China plans to let more companies sell short-term debt that matures in 270 days or less, said two people with direct knowledge of the matter.

The National Association of Financial Market Institutional Investors, which regulates the sales, will require issuers to have a credit grade of AA+ or above from China Credit Rating Co. in addition to a similar rating from another company, said the people, who asked not to be identified as they weren’t authorized to speak publicly about the plans.

The requirement for a ranking from China Credit Rating, which NAFMII set up in 2010, will ensure companies with large debt burdens aren’t allowed to sell short-term commercial paper, they said. Almost all companies set up by local Chinese governments to fund infrastructure projects aren’t currently able to get that rating, they said.

Allowing more companies to issue short-term debt is the latest step authorities have taken to expand China’s debt markets as they push firms to rely less on bank loans and more on bond and share sales for funding. Sales of domestic corporate bonds totaled 876 billion yuan ($144 billion) in the first nine months, more than double total annual sales in 2010, according to data compiled by Bloomberg.

The Wall Street Journal reported on the rule change earlier.

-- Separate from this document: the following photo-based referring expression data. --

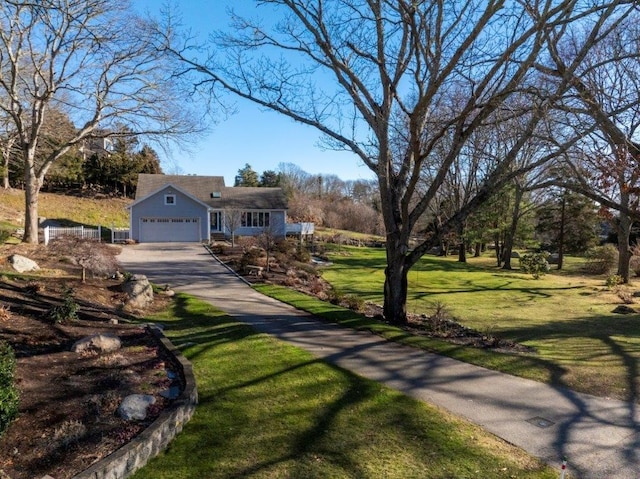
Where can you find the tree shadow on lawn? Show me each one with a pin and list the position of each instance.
(610, 332)
(474, 287)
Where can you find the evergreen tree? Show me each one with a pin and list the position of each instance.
(246, 177)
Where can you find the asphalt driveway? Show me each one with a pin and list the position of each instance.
(600, 437)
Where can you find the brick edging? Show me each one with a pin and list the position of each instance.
(149, 443)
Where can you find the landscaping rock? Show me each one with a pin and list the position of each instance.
(139, 291)
(22, 264)
(624, 309)
(103, 343)
(134, 407)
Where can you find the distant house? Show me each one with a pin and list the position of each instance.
(196, 208)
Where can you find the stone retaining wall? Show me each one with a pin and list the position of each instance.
(149, 443)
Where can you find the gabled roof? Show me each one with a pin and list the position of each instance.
(200, 187)
(211, 191)
(164, 187)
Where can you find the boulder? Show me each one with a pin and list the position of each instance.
(23, 264)
(134, 407)
(624, 309)
(103, 343)
(139, 291)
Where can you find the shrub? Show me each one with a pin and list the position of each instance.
(354, 302)
(250, 257)
(601, 259)
(4, 235)
(67, 311)
(535, 264)
(302, 254)
(8, 391)
(335, 296)
(614, 280)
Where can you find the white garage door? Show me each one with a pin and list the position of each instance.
(156, 230)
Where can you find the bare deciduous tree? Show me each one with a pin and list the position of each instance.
(95, 61)
(403, 85)
(604, 100)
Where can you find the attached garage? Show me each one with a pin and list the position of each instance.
(156, 230)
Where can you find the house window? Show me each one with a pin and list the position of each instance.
(255, 219)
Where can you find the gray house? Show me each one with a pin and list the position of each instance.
(197, 208)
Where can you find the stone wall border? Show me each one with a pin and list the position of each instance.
(122, 463)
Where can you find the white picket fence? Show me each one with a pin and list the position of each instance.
(120, 235)
(52, 232)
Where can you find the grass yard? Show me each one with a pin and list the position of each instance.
(67, 209)
(567, 317)
(270, 410)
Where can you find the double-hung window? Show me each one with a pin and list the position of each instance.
(255, 219)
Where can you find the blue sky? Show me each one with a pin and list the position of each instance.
(262, 139)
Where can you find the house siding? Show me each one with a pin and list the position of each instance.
(154, 207)
(277, 222)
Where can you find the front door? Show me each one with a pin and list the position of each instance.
(216, 221)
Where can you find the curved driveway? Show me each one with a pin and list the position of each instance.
(600, 437)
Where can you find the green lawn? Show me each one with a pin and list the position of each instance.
(566, 317)
(271, 410)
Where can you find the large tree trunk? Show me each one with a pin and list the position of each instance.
(563, 209)
(32, 185)
(511, 234)
(31, 191)
(624, 232)
(5, 172)
(395, 291)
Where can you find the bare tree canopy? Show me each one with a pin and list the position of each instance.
(406, 85)
(93, 60)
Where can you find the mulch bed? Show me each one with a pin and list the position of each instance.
(67, 413)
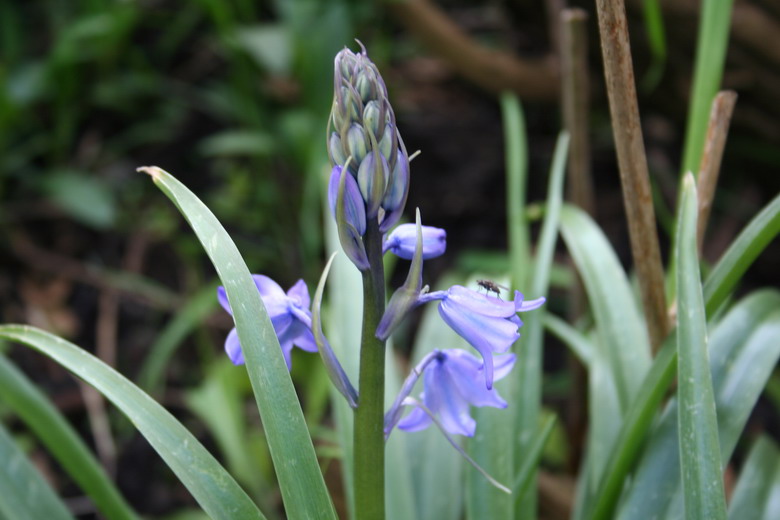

Calls to NAFMII’s international department, which handles inquiries from foreign media, weren’t immediately answered today.

NAFMII, which is controlled by the People’s Bank of China, held a meeting with financial institutions on Oct. 22 to discuss the rule changes, the people said. A date for implementation has yet to be announced, they said.

In addition to the credit ratings, NAFMII will also limit issuers to companies that have sold at least three bonds that raised a minimum 5 billion yuan in total during the past three years, the people said.

Currently, only companies controlled by China’s central government are allowed to sell debt maturing in 270 days or less. They must also have a credit rating of AAA. The AA+ rating issuers will need from China Credit Rating is equal to an AAA rating from other companies, the people said.